Mark G
Mark G2y ago

Does kv delete recursively?

For example, if I have entries with keys: ['users', 1], ['users', 2], will kv.delete(['users']) delete both of those entries?
5 Replies
Mark G
Mark GOP2y ago
If the only way is to list and delete, it would be useful to allow the kv.delete op to accept the same selector as kv.list, to allow the underlying implementation to perform an efficient mass delete. Maybe the selector could be extended to take a 'keys' property too, then list could also be used as a consistent API with all the abilities of get/getMany/list, and delete would then also have this flexibility too.
iuioiua
iuioiua2y ago
kv.delete() only deletes a single entry.
NDH
NDH2y ago
Single key delete is required for FDB - OCC and MVCC FoundationDB combines optimistic concurrency control (OCC) and multi-version concurrency control (MVCC). Each transaction requires a versionstamp that are assigned sequentially (per transaction). This wouldn't play nicely with bulk operations.
Mark G
Mark GOP2y ago
I'm not familiar with how FoundationDB works, but that's really an implementation detail. I don't think it should affect the ability to implement high level developer friendly APIs of Deno.KV. There is no reason the SQLite implementation couldn't perform a mass delete.
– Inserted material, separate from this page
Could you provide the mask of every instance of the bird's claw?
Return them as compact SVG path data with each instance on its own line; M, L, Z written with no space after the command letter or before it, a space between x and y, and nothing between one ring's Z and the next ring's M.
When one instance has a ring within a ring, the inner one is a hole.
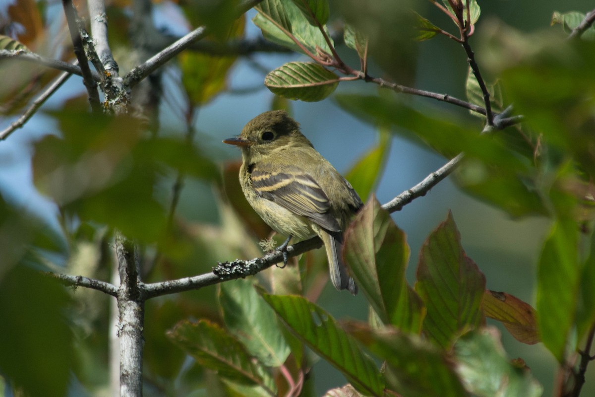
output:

If for FoundationDB the op translates to a list and individual deletes under the covers then so be it, future or alternative implementations may be able to improve on this without troubling the end users of Deno.KV with these details.
NDH
NDH2y ago
I'm thinking that eventually there will be a higher level wrapper in the Deno.std lib, that may provide these features. In the mean time, a simple cursor loop of a few lines of code should work fine.